What I am suggesting, not for the first time, is a coherent economic alternative for the left aimed at creating investment, secure jobs right across the country, a green future and a serious attempt to provide UK business with the funding it needs to increase productivity and create the new products that can transform society without delivering pointless consumerism.
And why I have suggested the creation of new ISA backed investment funds for the UK's regions as well as specific policy areas so that people can save and at the same time know their money is being out to use for social advantage.
Global capitalism has taken away people's power. I am saying it's people's own money - from their pension to their rainy day fund that can, if securely invested in government backed accounts as is allowed post-Brexit - reclaim people's power for their local economies.
It's not rocket science.
It's not a revolution of the left or right.
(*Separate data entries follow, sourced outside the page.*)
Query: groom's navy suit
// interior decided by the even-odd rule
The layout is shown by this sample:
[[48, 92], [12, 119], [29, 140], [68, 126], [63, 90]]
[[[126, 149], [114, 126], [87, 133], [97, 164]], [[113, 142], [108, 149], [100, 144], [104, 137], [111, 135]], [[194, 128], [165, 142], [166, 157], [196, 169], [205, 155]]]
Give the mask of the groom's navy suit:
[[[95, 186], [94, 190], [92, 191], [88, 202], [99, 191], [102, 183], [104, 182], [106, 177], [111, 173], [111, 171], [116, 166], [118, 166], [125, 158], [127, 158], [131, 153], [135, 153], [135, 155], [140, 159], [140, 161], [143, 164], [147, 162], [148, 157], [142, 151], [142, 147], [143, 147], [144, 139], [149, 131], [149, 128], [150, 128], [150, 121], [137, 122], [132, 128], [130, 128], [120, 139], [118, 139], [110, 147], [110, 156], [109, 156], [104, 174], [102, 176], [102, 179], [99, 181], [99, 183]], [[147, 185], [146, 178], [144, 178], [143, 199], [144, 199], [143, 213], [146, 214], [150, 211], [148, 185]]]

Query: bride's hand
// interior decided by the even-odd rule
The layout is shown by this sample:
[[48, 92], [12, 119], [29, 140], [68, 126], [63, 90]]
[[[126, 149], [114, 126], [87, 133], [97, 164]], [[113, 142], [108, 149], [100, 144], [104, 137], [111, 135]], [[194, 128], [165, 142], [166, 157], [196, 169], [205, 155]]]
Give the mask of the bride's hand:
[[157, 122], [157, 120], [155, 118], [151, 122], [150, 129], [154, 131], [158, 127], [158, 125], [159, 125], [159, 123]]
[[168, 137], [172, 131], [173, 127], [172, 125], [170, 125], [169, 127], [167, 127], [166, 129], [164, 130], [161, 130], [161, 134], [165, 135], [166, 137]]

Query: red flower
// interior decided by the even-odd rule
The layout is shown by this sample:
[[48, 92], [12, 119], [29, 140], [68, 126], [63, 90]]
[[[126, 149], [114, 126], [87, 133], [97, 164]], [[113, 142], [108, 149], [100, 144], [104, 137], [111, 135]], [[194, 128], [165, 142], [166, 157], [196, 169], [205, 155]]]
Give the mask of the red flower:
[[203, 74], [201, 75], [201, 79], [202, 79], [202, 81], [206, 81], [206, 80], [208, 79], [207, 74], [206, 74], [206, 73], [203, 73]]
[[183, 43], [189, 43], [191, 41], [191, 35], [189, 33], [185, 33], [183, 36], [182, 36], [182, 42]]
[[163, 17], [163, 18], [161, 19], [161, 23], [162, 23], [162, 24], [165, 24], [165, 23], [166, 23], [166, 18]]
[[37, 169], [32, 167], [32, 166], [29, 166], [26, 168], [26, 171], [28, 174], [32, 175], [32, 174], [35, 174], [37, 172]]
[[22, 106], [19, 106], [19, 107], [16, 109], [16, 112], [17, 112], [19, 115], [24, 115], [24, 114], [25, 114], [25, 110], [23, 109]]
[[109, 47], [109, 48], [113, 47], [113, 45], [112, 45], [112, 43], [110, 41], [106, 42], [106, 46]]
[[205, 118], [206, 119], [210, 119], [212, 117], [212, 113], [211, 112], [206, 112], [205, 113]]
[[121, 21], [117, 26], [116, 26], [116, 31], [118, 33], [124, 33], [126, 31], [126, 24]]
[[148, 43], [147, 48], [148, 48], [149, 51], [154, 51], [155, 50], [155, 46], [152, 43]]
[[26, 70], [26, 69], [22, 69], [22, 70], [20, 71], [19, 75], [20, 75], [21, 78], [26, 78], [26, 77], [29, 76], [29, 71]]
This is just about common sense joining up the dots in a world where the economy has ceased to make sense.
Make money local.
Deliver change using people's own money.
Give them control over what it does.
Add a dose of government backing to make it secure.
And that way turn a savings glut resulting from the massive insecurity the Tories have created for people into a wall of money for investment.
Is that really so much to hope for?
I don't think so.
And John McDonnell still has time to put it in the manifesto.